Montag, 5. Juni 2006

Die miesen Dichter der Bonner Republik

Peter Handke, und das sage ich jetzt einmal so als völlig Unberufene, ist ja sozusagen der Theodor Storm der Gegenwart. Da kratzen Sie sich jetzt ein wenig ratlos am Kopf und überlegen, wer das eigentlich... also nicht der Handke, denn kennen Sie, das ist ja der mit den Serben, aber Theodor Storm? Vielleicht erinnern Sie sich so halblaut und verschwommen an den Schimmelreiter, damals in Untertertia im Jahre des Herrn 1990. Gott, war das ein mieses Buch, ihr latschentragender Deutschlehrer versuchte damals, auf Biegen und Brechen einen Bezug zur Gegenwart herzustellen, der Mensch und die Natur, Sie wissen schon, der Respekt des Ersteren vor der Letzteren, und wenn nicht, dann... Genau.

Tatsache, um aus dem Jahr 1990 in die Gegenwart zurückzukehren, ist jedenfalls, dass Sie sich nicht mehr richtig erinnern können.

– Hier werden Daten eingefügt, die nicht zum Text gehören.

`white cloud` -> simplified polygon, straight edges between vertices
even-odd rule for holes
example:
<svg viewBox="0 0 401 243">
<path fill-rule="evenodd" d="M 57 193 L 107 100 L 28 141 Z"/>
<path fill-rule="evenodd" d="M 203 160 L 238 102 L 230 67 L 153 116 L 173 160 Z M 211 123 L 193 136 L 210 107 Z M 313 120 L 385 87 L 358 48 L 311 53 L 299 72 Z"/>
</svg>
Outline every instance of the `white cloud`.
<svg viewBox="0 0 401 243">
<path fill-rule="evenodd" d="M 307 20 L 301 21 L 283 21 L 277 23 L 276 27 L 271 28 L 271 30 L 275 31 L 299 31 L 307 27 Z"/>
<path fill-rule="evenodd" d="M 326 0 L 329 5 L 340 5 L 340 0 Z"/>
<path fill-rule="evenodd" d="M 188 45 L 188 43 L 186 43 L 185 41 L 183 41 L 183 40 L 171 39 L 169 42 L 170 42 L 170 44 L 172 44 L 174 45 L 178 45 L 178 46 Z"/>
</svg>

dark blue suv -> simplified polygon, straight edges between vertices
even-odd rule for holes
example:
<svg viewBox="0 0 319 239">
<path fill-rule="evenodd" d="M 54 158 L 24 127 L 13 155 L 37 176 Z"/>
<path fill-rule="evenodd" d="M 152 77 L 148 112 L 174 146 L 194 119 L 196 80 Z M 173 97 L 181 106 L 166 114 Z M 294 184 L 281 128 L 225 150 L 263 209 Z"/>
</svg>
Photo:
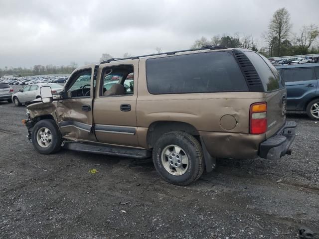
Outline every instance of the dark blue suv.
<svg viewBox="0 0 319 239">
<path fill-rule="evenodd" d="M 287 90 L 287 111 L 319 120 L 319 63 L 276 66 Z"/>
</svg>

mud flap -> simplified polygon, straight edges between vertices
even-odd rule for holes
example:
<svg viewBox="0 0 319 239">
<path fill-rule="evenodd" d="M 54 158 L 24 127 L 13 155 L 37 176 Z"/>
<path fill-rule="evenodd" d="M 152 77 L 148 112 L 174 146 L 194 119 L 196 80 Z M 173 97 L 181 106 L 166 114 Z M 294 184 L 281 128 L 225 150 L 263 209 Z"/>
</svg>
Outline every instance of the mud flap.
<svg viewBox="0 0 319 239">
<path fill-rule="evenodd" d="M 216 158 L 211 156 L 207 151 L 207 149 L 204 142 L 204 140 L 200 137 L 200 142 L 201 143 L 201 147 L 203 148 L 203 153 L 204 154 L 204 160 L 205 161 L 205 166 L 206 167 L 206 171 L 207 172 L 211 172 L 217 166 Z"/>
</svg>

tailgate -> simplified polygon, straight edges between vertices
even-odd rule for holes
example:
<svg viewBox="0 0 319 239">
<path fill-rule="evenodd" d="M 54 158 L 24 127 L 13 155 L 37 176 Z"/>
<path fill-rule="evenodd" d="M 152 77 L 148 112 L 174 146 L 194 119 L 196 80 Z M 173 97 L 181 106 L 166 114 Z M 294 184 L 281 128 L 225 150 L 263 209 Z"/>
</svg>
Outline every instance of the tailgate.
<svg viewBox="0 0 319 239">
<path fill-rule="evenodd" d="M 267 103 L 267 138 L 282 127 L 286 121 L 287 93 L 286 88 L 273 92 L 266 92 Z"/>
</svg>

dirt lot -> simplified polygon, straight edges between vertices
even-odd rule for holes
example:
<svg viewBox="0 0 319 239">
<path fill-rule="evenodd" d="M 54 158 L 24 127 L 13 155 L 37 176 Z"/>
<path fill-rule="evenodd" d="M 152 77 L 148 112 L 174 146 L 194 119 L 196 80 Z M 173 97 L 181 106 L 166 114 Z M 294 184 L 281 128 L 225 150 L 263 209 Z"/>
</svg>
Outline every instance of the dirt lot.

Weg ist der Storm, und auch der Handke, obwohl der ja noch lebt, entschwindet zunehmend in jene Sphären, die man gern einmal museal nennt, um nicht einfach unerheblich sagen zu müssen. Passé. Vergessen. Und zwar zu recht.

Dass Storm wie Handke irgendwann in ihrem Leben einmal erheblichen Ärger mit der Staatsgewalt oder zumindest mit einer irgendwie gearteten Obrigkeit hatten, Storm wegen den Dänen, Handke wegen der Serben, das brauchen Sie sich eigentlich gar nicht mehr zu merken. Apropos merken: Erinnern Sie sich an ein einziges Werk von Handke? Und nicht nur an den hübschen Titel mit dem Tormann? - Tja, da schütteln Sie den Kopf. Ich dagegen nicke Ihnen anerkennend zu, denn genau darauf wollte ich hinaus, und diese ganze, natürlich mehr als nur ein wenig künstliche Gleichsetzung völlig verschiedener, aber gleich langweiliger Dichter, sie geschah ja nur aus dem einzigen Grund, Herrn Handke ein wenig zu nahe treten, beleidigungshalber sozusagen, aber wenn man schon einmal dabei ist, gut in Fahrt und Rückenwind dazu, holt man tief Luft und beleidigt eine Reihe ebenso sturzlangweiliger Schriftsteller gleich mit:

Günter Grass, sage ich, und ich werde recht behalten, wird in wenigen Jahren nicht mehr Bedeutung beigemessen werden als Wilhelm Raabe, der zu Lebzeiten auch mehr Ehrungen abgefangen, als Georg Büchner Bücher geschrieben hat. Und Martin Walser, dessen Werk der Ministerpräsident von Baden-Württemberg eigentlich verbieten lassen sollte, um den Ruf der deutschsprachigen Alemannen nicht weiter zu unterminieren. Günter Grass, der ganze Generationen deutscher Leser in ein höchst gebrochenes Verhältnis zu jener Sphäre getrieben hat, die man generell die Erotische nennt, mit seinem Faible für hässliche und zudem wenig überzeugende Extravaganzen und einer leicht ridikülen Kraftmeierei. Die ganze Gruppe 47, dieses Sedativum der deutschen Literatur, jene Herren, die die gesamte deutsche Gegenwart seit dem Kriegsende begleiten mit einem Strom aus Papier, auf dem unsympathische Protagonisten Frauenzimmer kennenlernen, die man nicht zu Gast haben möchte. Etwas Missmutiges wandert durch diese Seiten, etwas Missvergnügtes, Übelriechendes, sehr Protestantisches.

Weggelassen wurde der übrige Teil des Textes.